I recommend the following:

  1. configure the agents to connect directly to your server, without routing through nginx
  2. post a question to kubernetes support with regards to how grpc is supported. This is not my area of expertise and is something they will have more insight into

I just tried to setup nginx with grpc since the image that supports that was put up today… just to see.

I did some digging and on the off-chance you have an idea on whats going on I wanted to followup and ask you.

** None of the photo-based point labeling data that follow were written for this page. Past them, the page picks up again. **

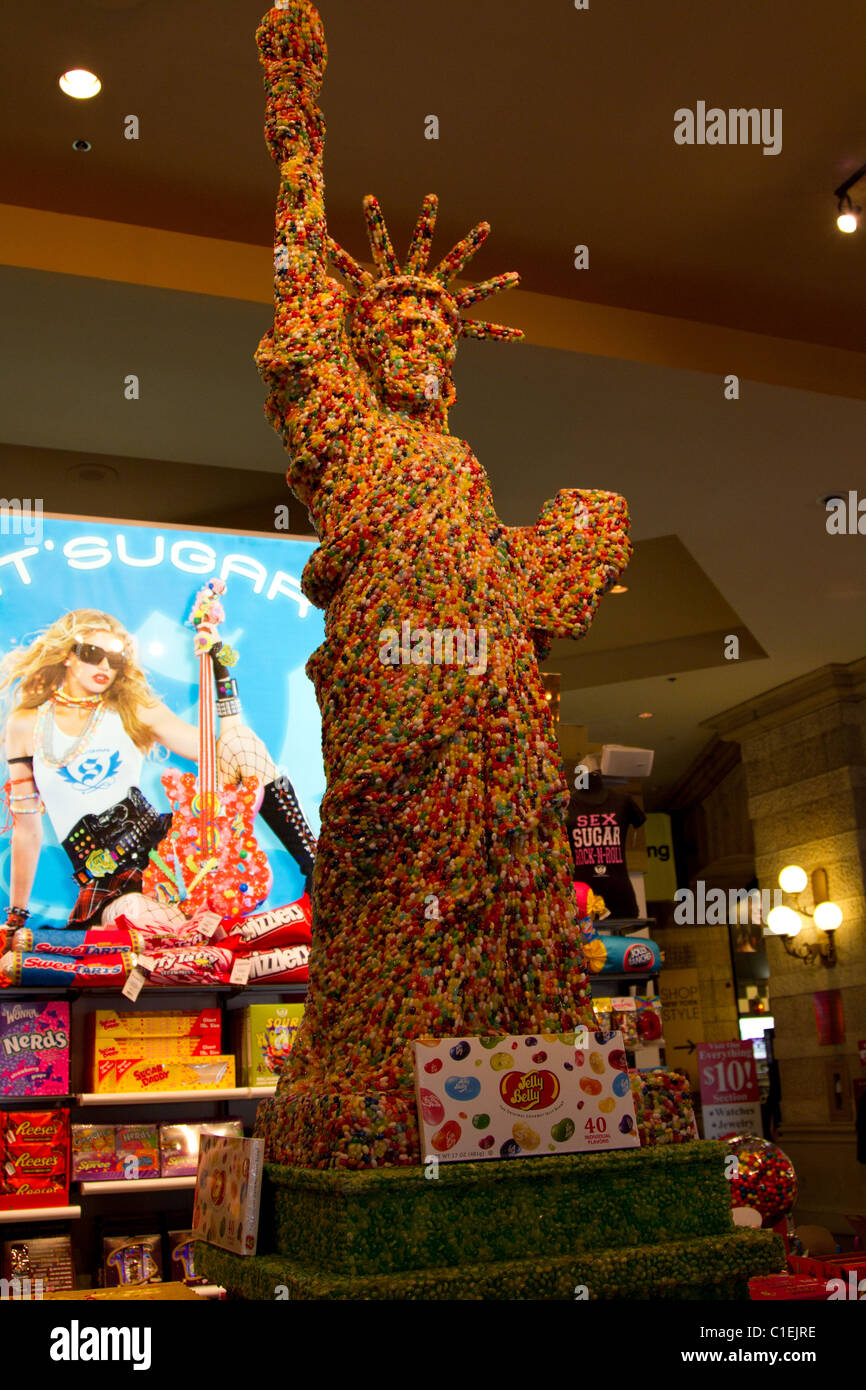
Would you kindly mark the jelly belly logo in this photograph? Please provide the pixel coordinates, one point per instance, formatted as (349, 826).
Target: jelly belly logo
(528, 1090)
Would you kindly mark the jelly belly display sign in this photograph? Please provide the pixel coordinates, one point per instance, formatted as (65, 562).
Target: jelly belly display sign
(228, 1190)
(515, 1097)
(146, 578)
(729, 1089)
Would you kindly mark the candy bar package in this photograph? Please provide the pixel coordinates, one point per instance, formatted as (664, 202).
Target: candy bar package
(93, 1153)
(46, 1261)
(285, 965)
(180, 1144)
(202, 1073)
(188, 965)
(228, 1191)
(142, 1051)
(132, 1260)
(34, 1126)
(509, 1097)
(266, 1040)
(206, 1023)
(181, 1246)
(648, 1020)
(34, 1048)
(138, 1150)
(291, 926)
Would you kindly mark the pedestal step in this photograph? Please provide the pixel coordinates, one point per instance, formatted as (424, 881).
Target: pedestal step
(648, 1223)
(711, 1268)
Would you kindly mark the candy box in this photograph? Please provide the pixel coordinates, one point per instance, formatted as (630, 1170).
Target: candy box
(138, 1150)
(180, 1144)
(171, 1075)
(648, 1020)
(34, 1048)
(663, 1107)
(527, 1096)
(206, 1023)
(34, 1126)
(93, 1153)
(228, 1190)
(267, 1037)
(46, 1258)
(132, 1260)
(148, 1048)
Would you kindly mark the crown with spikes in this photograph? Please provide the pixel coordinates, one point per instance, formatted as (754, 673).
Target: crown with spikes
(391, 277)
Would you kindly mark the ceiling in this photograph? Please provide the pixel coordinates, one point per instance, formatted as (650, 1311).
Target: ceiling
(558, 127)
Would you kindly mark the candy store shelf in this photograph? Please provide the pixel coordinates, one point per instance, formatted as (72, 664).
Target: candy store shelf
(231, 1093)
(227, 1093)
(35, 1102)
(623, 926)
(138, 1184)
(27, 1214)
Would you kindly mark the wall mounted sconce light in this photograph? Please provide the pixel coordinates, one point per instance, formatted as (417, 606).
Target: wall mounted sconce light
(848, 213)
(787, 922)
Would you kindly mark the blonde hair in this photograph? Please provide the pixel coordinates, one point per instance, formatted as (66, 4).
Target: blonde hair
(39, 670)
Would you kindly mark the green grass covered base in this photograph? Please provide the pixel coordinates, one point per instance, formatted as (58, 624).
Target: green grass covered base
(641, 1223)
(713, 1268)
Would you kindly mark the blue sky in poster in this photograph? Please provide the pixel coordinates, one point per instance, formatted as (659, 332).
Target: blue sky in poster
(148, 577)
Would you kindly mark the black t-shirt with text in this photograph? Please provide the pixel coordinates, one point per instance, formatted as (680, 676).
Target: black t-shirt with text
(598, 820)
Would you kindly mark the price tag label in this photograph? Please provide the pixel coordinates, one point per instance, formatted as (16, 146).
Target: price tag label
(132, 987)
(241, 970)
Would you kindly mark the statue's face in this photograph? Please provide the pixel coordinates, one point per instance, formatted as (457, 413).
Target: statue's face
(406, 344)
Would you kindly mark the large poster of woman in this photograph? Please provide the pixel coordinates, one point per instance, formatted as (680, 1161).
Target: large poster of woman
(99, 688)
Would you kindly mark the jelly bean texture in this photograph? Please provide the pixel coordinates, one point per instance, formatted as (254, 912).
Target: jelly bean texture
(444, 777)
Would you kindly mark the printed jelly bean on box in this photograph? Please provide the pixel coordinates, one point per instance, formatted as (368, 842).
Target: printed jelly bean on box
(528, 1096)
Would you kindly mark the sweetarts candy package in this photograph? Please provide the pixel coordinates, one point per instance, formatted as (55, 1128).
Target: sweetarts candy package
(523, 1097)
(34, 1048)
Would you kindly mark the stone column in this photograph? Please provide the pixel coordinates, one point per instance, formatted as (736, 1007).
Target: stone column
(804, 752)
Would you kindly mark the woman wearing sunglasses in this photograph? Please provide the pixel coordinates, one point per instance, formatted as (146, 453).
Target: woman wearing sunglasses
(75, 741)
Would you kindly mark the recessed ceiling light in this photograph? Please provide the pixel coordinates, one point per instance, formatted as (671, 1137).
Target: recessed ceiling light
(79, 84)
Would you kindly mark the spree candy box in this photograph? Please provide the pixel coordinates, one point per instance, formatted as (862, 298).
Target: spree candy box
(93, 1153)
(34, 1048)
(268, 1036)
(528, 1096)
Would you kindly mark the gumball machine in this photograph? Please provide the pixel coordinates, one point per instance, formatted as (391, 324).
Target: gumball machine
(765, 1179)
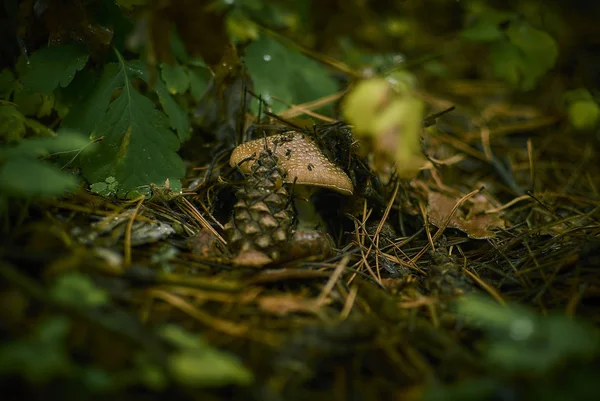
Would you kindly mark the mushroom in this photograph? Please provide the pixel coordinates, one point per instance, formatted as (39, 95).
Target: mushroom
(305, 166)
(300, 157)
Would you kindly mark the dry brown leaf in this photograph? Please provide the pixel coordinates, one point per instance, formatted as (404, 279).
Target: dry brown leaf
(476, 226)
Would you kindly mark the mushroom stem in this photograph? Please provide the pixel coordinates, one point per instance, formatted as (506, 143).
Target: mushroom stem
(308, 219)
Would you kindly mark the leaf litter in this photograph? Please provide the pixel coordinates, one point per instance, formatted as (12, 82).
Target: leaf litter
(417, 302)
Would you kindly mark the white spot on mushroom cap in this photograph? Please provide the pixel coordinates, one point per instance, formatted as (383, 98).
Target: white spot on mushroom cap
(300, 157)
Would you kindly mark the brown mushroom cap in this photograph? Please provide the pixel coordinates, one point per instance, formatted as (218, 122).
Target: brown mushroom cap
(300, 157)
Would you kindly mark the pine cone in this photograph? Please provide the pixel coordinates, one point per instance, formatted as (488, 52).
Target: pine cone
(262, 217)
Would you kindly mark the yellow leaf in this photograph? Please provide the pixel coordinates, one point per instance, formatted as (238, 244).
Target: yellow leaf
(364, 102)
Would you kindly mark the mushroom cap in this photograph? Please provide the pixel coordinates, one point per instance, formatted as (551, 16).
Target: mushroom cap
(301, 159)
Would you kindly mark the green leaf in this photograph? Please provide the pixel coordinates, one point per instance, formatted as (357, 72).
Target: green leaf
(41, 357)
(78, 290)
(178, 119)
(175, 78)
(525, 57)
(53, 66)
(29, 177)
(7, 83)
(138, 147)
(486, 25)
(12, 122)
(286, 74)
(107, 188)
(507, 62)
(197, 364)
(199, 79)
(539, 51)
(520, 340)
(67, 141)
(85, 115)
(584, 114)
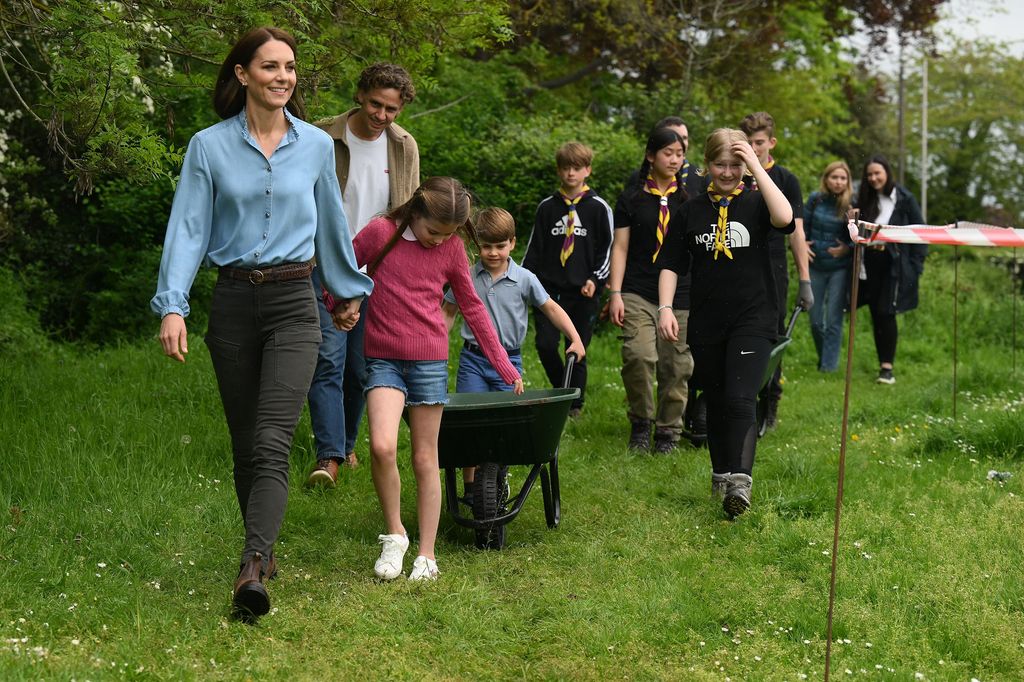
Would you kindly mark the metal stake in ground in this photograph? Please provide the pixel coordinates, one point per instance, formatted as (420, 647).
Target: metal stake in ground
(858, 253)
(955, 317)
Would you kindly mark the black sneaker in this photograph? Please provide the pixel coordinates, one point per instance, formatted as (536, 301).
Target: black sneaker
(640, 434)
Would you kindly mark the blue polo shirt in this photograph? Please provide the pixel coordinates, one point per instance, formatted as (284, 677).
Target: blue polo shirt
(508, 301)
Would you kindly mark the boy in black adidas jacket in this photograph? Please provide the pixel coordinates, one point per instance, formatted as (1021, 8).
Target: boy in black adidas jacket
(570, 252)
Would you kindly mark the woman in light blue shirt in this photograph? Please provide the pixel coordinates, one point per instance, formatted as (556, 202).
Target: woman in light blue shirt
(257, 198)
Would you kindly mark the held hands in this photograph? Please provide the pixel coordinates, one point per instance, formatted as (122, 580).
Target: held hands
(839, 250)
(174, 336)
(346, 313)
(805, 297)
(616, 309)
(668, 326)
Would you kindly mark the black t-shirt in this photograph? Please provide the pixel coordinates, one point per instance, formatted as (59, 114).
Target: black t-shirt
(728, 296)
(790, 186)
(638, 210)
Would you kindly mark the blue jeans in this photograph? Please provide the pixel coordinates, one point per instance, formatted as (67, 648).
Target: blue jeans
(826, 314)
(477, 375)
(423, 382)
(336, 399)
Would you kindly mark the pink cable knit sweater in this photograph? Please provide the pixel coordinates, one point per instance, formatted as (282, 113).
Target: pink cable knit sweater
(403, 313)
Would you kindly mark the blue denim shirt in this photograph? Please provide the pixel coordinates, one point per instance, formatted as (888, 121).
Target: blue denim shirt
(236, 207)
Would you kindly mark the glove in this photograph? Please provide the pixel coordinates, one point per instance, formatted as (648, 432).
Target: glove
(805, 298)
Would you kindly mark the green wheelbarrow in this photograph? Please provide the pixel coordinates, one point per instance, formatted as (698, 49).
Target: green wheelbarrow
(494, 431)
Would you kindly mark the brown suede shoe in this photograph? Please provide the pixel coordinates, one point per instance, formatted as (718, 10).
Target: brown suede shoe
(251, 599)
(325, 474)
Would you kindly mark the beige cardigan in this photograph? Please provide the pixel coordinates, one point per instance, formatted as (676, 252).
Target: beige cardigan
(402, 157)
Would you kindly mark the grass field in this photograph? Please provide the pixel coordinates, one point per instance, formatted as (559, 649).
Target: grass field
(121, 533)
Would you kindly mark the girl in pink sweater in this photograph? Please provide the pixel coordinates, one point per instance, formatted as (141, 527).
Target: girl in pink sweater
(411, 256)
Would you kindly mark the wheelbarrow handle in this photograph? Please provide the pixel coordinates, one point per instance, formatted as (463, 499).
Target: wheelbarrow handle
(793, 322)
(570, 360)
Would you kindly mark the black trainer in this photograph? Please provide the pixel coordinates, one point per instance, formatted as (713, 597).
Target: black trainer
(640, 434)
(665, 441)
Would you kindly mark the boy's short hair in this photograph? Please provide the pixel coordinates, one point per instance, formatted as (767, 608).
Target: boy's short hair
(574, 155)
(382, 75)
(757, 122)
(495, 225)
(670, 122)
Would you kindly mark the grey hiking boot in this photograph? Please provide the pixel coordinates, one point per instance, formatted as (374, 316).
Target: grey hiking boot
(665, 441)
(719, 484)
(640, 434)
(737, 495)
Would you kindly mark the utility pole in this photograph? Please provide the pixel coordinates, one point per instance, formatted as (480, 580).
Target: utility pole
(900, 175)
(924, 139)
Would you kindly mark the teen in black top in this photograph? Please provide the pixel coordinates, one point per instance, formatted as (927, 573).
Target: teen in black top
(733, 313)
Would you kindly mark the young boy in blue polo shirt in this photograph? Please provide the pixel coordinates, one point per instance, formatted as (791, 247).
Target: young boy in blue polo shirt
(508, 291)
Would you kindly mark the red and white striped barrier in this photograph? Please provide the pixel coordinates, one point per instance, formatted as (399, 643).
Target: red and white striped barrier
(957, 233)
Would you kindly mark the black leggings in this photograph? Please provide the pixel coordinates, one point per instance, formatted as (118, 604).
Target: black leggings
(730, 374)
(886, 336)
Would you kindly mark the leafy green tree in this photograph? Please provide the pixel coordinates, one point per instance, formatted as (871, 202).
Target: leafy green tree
(975, 132)
(98, 98)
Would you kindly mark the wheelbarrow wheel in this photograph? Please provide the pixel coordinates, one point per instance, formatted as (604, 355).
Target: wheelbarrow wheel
(491, 495)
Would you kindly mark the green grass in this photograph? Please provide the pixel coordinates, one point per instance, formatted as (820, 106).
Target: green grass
(121, 534)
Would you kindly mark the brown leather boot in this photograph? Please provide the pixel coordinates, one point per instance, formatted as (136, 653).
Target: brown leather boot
(251, 599)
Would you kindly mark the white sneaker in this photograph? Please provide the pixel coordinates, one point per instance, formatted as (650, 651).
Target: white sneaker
(388, 566)
(424, 569)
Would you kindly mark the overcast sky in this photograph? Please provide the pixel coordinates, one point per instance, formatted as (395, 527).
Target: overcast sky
(999, 19)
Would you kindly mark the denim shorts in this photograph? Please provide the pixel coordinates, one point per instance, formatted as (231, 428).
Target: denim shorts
(423, 382)
(477, 375)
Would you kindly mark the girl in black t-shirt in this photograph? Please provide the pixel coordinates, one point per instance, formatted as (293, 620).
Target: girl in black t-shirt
(642, 216)
(721, 238)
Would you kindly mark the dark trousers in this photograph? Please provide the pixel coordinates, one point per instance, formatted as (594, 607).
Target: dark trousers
(781, 272)
(263, 341)
(583, 312)
(730, 375)
(886, 336)
(875, 291)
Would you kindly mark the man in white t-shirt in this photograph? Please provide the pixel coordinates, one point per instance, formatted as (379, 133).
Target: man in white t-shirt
(378, 166)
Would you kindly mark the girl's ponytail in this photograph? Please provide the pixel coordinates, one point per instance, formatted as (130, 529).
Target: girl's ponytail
(443, 200)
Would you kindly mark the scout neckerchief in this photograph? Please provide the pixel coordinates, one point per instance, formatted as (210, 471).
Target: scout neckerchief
(650, 186)
(768, 166)
(723, 217)
(570, 203)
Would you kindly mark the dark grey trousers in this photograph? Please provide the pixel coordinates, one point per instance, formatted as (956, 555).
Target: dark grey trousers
(263, 340)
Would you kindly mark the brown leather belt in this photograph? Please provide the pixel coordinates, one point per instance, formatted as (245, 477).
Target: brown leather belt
(281, 272)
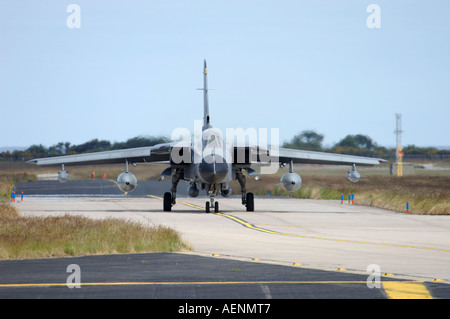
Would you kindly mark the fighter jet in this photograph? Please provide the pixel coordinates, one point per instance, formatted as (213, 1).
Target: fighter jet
(210, 163)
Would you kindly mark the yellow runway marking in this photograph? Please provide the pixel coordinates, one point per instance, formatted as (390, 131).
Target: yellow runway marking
(406, 290)
(393, 289)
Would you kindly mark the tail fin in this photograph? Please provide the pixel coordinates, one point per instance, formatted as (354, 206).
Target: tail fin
(206, 118)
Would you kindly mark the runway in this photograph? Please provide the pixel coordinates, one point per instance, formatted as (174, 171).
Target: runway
(306, 247)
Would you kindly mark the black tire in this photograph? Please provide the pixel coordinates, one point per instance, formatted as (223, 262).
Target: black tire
(250, 202)
(167, 202)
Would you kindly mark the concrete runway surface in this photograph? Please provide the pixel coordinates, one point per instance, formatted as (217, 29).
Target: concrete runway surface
(323, 240)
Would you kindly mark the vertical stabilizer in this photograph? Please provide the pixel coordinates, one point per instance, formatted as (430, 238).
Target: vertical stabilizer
(206, 123)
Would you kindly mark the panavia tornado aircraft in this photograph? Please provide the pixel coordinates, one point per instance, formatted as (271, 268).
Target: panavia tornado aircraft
(210, 163)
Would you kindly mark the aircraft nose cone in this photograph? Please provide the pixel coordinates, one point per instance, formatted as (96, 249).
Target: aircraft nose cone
(213, 169)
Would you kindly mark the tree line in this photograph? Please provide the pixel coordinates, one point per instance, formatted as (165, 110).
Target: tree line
(95, 145)
(358, 144)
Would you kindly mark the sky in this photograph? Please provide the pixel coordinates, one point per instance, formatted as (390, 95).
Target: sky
(114, 70)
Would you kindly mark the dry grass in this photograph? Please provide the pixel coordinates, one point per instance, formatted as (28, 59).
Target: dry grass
(37, 237)
(427, 195)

When I hit the endpoint setup with http2 with curl using the --http2 flag I get the following log in nginx

[18/Apr/2018:01:57:15 +0000] "\x16\x03\x01\x02\x00\x01\x00\x01\xFC\x03\x03\x96j'\x8E\x0C\xE8\x99\xE9g\x9A\xC68\xD1m\x916\xCCTQ@'\xFCU{=\xF3\xBAP\x03~\xB1B\x00\x00\x86\xCC\x14\xCC\x13\xCC\x15\xC00\xC0,\xC0(\xC0$\xC0\x14\xC0" 400 174 "-" "-" 0 0.048 [] - - - -
2018/04/18 01:57:20 [error] 686#686: *205353 connect() failed (111: Connection refused) while connecting to upstream, client: xxx.xxx.xxx.xxx, server: agent.my.domain.com, request: "GET / HTTP/2.0", upstream: "grpc://10.2.2.23:9000", host: "agent.my.domain.com"
[18/Apr/2018:01:57:20 +0000] "GET / HTTP/2.0" 200 0 "-" "curl/7.54.0" 42 0.005 [default-builder-drone-9000] 10.2.2.23:9000, 10.2.1.17:9000 0, 0 0.001, 0.004 502, 200

At which time the drone server pops out a log message:

INFO: 2018/04/18 01:57:36 transport: http2Server.HandleStreams failed to read frame: read tcp 10.2.1.17:9000->10.2.2.0:52608: read: connection reset by peer

Which makes it look like things are working. Curl gets back

HTTP/2 200 
server: nginx/1.13.12
date: Wed, 18 Apr 2018 01:48:45 GMT
content-type: application/grpc
content-length: 0
grpc-status: 8
grpc-message: malformed method name: "/"
strict-transport-security: max-age=15724800; includeSubDomains

Which I think looks good… but including it since I’m not 100% sure if this is what drone would return when hitting ‘/’ on grpc

However, when I spin up the agent… I get a TON of these in my nginx log

[18/Apr/2018:01:53:48 +0000] "PRI * HTTP/2.0" 400 174 "-" "-" 0 0.007 [] - - - -

Which makes me think its not routing it properly but only when the agent is hitting it…

Thanks for the initial info too! Definitely helped me move forward a bit.